The result of such official larceny can be tragedy. A horrible example is Grenfell Tower, where 71 London residents died on June 14, last year.
Gas pipes were not insulated – bare invitation to sparks. No sprinklers were installed. The gravest defect was the Tower’s deadly cladding, according to The Guardian newspaper, which reported:
The Reynobond PE (polyethylene) panels selected over the Reynobond FR (fire resistant) panels were £2 cheaper per square meter. The aluminum-composite panels, which have a core made of the flammable plastic polyethylene, were installed as part of a recent overhaul of the 24-story tower near Notting Hill. The cladding was quickly identified as appearing to help to spread the fire.
The flammable panels saved contractors $2.70 per 10 3/4 square feet, just a few thousand dollars out of millions spent on the project.
The cladding is banned for such use in Britain.
The Department of Communities and Local Government, which oversees building regulations, said:
Cladding using a composite aluminum panel with a polyethylene core would be non-compliant with current building regulations guidance. This material should not be used as cladding on buildings over 18m in height.
Grenfell Tower renovation work was inspected 16 times by Kensington and Chelsea council. The checks failed to prevent the use of the flammable cladding. These inspections went on for nearly two years during the £10m refurbishment project between 2014 and 2016.
During this time, is it believable that no public official noticed the cladding was banned on tall buildings by the government?
Conservative-run Kensington and Chelsea council said that the first inspection took place on August 29, 2014 and the last was July 7, 2016, when a completion certificate was issued.
The revelation of deadly cladding on Grenfell Tower forced new inspections of 173 other high-rise social housing blocks also fitted with aluminum cladding
In September the government reported that only eight passed building regulations connected to fire safety.
Communities secretary Sajid Javid said tests carried out by the Building Research Establishment (BRE) found 165 of the blocks with unsafe cladding.

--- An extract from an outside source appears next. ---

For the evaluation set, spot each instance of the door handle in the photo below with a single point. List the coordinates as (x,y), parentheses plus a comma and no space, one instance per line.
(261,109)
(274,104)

Judith Blakeman, a local Labour councilor, who represents Grenfell residents, said:
This raises the question of whether the building regulations officers were sufficiently competent, and did they know what they were looking at. It also begs a question about what they were actually shown? Was anything concealed from them?

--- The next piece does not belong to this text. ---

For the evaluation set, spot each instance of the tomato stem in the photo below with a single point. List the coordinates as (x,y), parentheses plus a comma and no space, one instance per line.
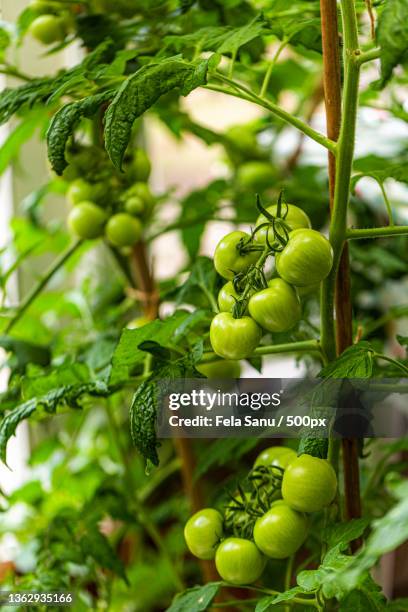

In 2012, designers Studio E Architects proposed fire-retardant cladding, but the product that was eventually supplied for the Grenfell Tower works had the flammable polyethylene core.
This has led to a “far-reaching” criminal probe, involving about 250 investigators, and led by Scotland Yard, to examin how the fire started, how it spread, and how the building was managed and maintained, its fire safety measures and details of the refurbishment.
What happened to the Grenfell residents forced from their apartments?
Politicians nearly never fail to amaze.
To the ire of taxpayers, Javid said that 68 “affordable” furnished flats, previously planned as part of a luxury apartment complex in the richer part of the borough, are being made available.
These flats are in a complex where prices start at £1.6m ($2.17m). They were bought from the developer, St Edward.
The Corporation of London will run them as part of its social housing stock. Some public housing in London may now be the best in the world, and most expensive to provide.